Principal Component Analysis on MNIST dataset

../_images/light-pca.svg ../_images/dark-pca.svg
  1. Load data

# pip install scikit-learn
import detroit as d3
import polars as pl # for data manipulation
from collections import namedtuple
from sklearn.datasets import load_digits # for MNIST dataset
from sklearn.decomposition import PCA # PCA decomposition
from sklearn.preprocessing import StandardScaler # To normalize data

# Prepare data
mnist = load_digits() # load data
scaler = StandardScaler() # initialize scaler
X_scaled = scaler.fit_transform(mnist.data) # update scaler and normalize data
pca = PCA(n_components=2) # initialize PCA decomposition
components = pca.fit_transform(X_scaled) # update PCA and transform data

df = pl.DataFrame(components, schema=["Component 1", "Component 2"])
df = df.insert_column(2, pl.Series("digit", mnist.target)) # add digit as "Z-axis" for color
shape: (1_797, 3)
┌─────────────┬─────────────┬───────┐
│ Component 1 ┆ Component 2 ┆ digit │
│ ---         ┆ ---         ┆ ---   │
│ f64         ┆ f64         ┆ i64   │
╞═════════════╪═════════════╪═══════╡
│ 1.914217    ┆ -0.954454   ┆ 0     │
│ 0.58898     ┆ 0.924555    ┆ 1     │
│ 1.302033    ┆ -0.317105   ┆ 2     │
│ -3.02077    ┆ -0.868772   ┆ 3     │
│ 4.528946    ┆ -1.093314   ┆ 4     │
│ …           ┆ …           ┆ …     │
│ 0.104338    ┆ 0.254933    ┆ 9     │
│ 2.423241    ┆ -1.429641   ┆ 0     │
│ 1.022598    ┆ -0.148016   ┆ 8     │
│ 1.076056    ┆ -0.380974   ┆ 9     │
│ -1.257696   ┆ -2.227632   ┆ 8     │
└─────────────┴─────────────┴───────┘
  1. Make the PCA chart

# Specify the chart's dimensions
width = 928
height = 600

Margin = namedtuple("Margin", ["top", "right", "bottom", "left"])
margin = Margin(50, 30, 30, 40)


# Create the horizontal x scale
x = (
    d3.scale_linear()
    .set_domain([df["Component 1"].min(), df["Component 1"].max()])
    .nice()
    .set_range([margin.left, width - margin.right])
)

# Create the vertical y scale
y = (
    d3.scale_linear()
    .set_domain([df["Component 2"].min(), df["Component 2"].max()])
    .nice()
    .set_range([height - margin.bottom, margin.top])
)

svg = (
    d3.create("svg")
    .attr("width", width)
    .attr("height", height)
    .attr("viewBox", f"0 0 {width} {height}")
)

# Append the axis

(
    svg.append("g")
    .attr("transform", f"translate(0, {height - margin.bottom})")
    .call(d3.axis_bottom(x))
    .call(lambda g: g.select(".domain").remove())
    .call(
        lambda g: g.append("text")
        .attr("x", width - margin.right)
        .attr("y", -4)
        .attr("fill", "#000")
        .attr("font-weight", "bold")
        .attr("text-anchor", "end")
        .text("Component 1")
    )
)

(
    svg.append("g")
    .attr("transform", f"translate({margin.left}, 0)")
    .call(d3.axis_left(y))
    .call(lambda g: g.select(".domain").remove())
    .call(
        lambda g: g.select(".tick:last-of-type")
        .select("text")
        .clone()
        .attr("x", 4)
        .attr("text-anchor", "start")
        .attr("font-weight", "bold")
        .text("Component 2")
    )
)

# Append the symbols

symbol_type = d3.scale_ordinal(df["digit"].unique().sort().to_list(), d3.SYMBOLS_STROKE)

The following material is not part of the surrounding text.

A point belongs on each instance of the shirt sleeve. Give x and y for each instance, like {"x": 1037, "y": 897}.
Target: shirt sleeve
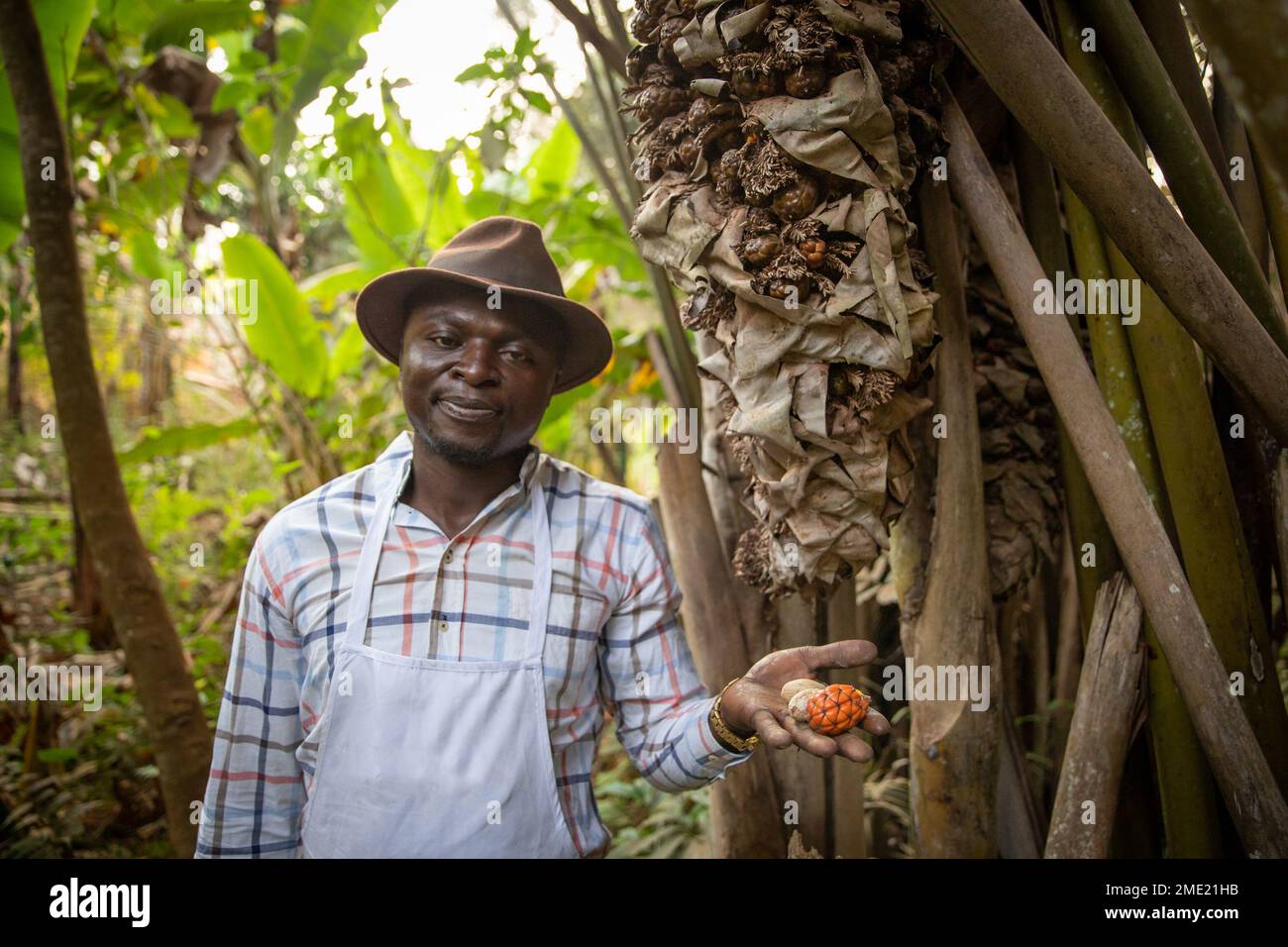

color = d3.scale_sequential(
    [df["digit"].min(), df["digit"].max()], d3.interpolate_rainbow
)

(
    svg.append("g")
    .attr("fill", "none")
    .attr("stroke-width", 1.5)
    .select_all("symbol")
    .data(df.iter_rows())
    .join("g")
    .attr("transform", lambda d: f"translate({x(d[0])}, {y(d[1])})")
    .append("path")
    .attr("d", lambda d: d3.symbol(symbol_type(d[2]))())
    .attr("stroke", lambda d: color(d[2]))
)

# Legend

labels = df["digit"].unique().sort()
nb_columns = labels.len()  # number of labels
offset = 40  # Space between legend labels
symbol_size = 3

legend = svg.append("g").select_all("legend").data(labels.to_list()).enter()

(
    legend.append("g")
    .attr(
        "transform",
        lambda _, i: f"translate({i * offset + margin.left - symbol_size * 4}, {30 - symbol_size * 1.5})"
    )
    .append("path")
    .attr("d", lambda d: d3.symbol(symbol_type(d))())
    .style("stroke-width", 1.5)
    .style("stroke", lambda d: color(d))
    .style("fill", "none")
)

(
    legend.append("text")
    .attr("x", lambda _, i: i * offset + margin.left)
    .attr("y", 30)
    .text(lambda d: str(d))
    .style("fill", "black")
    .style("font-size", 15)
)
  1. Save your chart

with open("pca.svg", "w") as file:
    file.write(str(svg))